Did you know that smallpox killed more people in the twentieth century than all the wars in that century combined? Or that the eradication of smallpox was the result of years of combined international action that resulted in an exponential leap in average lifespans around the world? It was certainly news to much of the audience at the Stamp Student Union that arrived to hear Pulitzer, Peabody, and Polk prize-winning science-journalist Laurie Garrett speak about “Zika and the Collapse of Global Public Health” on Monday, October 17. Garrett’s illuminating, one-hour lecture, hosted by the School of Public Health, was equally enthralling, temperate, and well informed.

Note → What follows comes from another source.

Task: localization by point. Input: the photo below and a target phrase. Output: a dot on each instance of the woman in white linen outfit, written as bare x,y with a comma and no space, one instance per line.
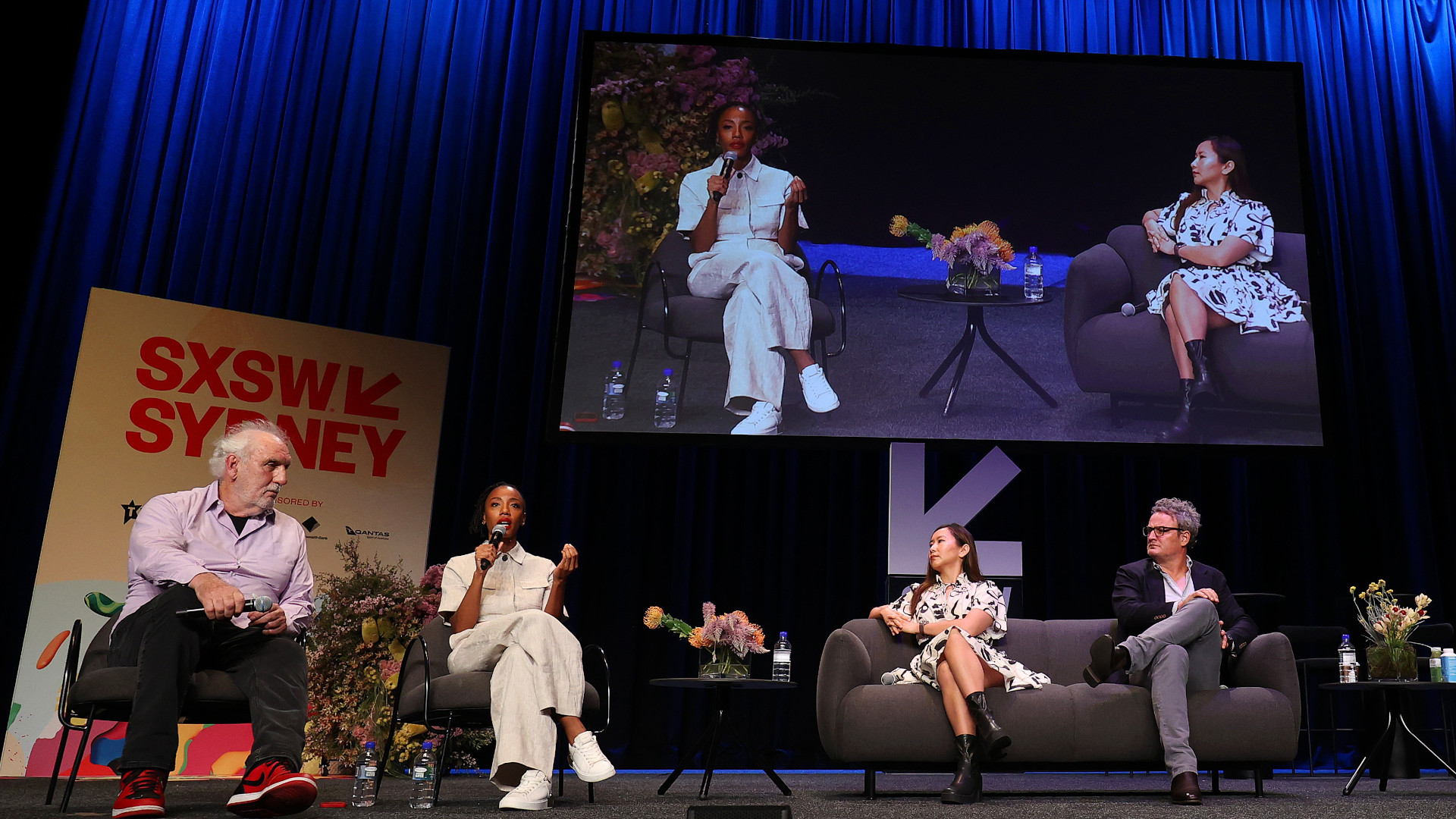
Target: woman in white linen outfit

Garrett has been a senior fellow for global health at the Council on Foreign Relations in New York since 2004. She started reporting on science news at radio station KPFA while she was a Ph.D. researcher, fell in love with it, and never looked back. Garrett never finished her doctorate, but has been awarded four honorary Ph.D.s: from Wesleyan University (Illinois), the University of Massachusetts (Lowell), Georgetown University, and the Mount Sinai Icahn School of Medicine.
Ranging from the U.S. in the mid-19th century to central Africa today, Garrett’s lecture was a tour-de-force of meticulously researched and, at times, alarming information, outlining some of the history of the growth of public health institutions and changes in public health statistics since the mid-19th century. “It’s easy to get bogged down and, especially in my talks, to get depressed,” she noted but brightened the audience by explaining that, “all over the industrial world life expectancy is rising … we’ve seen child mortality plummet so dramatically even in the most desperately poor countries of the planet largely because of improvements in nutrition in water quality and of course, vaccination … We’re heading towards a world where children can be expected to grow into adulthood … Mass vaccination has had a dramatic impact. And don’t let anyone get away with telling you that vaccines cause autism,” she said to laughs from the audience.
That, however, was the limit of her positivity. Starting with a description of the spread of Ebola and the international response to it, which she termed wholly inadequate, Garrett emphasized the perspective that public health truly is a global, transnational issue that requires international coordination and responses. Since the 1990’s, Garrett said, “we’ve seen far more outbreaks, far more not only [in] an increase in the frequency of outbreaks but also in the severity of some of the worst of them, and this is a trend as surely as a trend of rising life expectancy.” Trust, as Garrett pointed out, is the key to maintaining a comprehensive global healthcare system, and that trust has been severely eroded in past decades despite attempts to coordinate between countries. “The World Health Organization today has far less funding when adjusted for inflation than it had 40 years ago,” she notes.
In a sobering account of the Zika virus and its effects on mothers and children, Garrett’s emotions were clear as she described in detail the effect of the virus on children. Many of them already infected with the disease “we know they’re doomed,” she told an audience silenced by the severity of the effects she described.
But the talk ended on a more positive note as she told the gathering that the hope existed to create a better world using science. “All the children of the world could have a reasonable opportunity to live to adulthood. I think the world could also see life expectancy extended, even in Sub-Saharan Africa. These are the hopes of the future as we go into this future of sustainable development goals, of trying to deal with climate change and of all the great crises to the planet, which cross borders and require massive amounts of money to address.”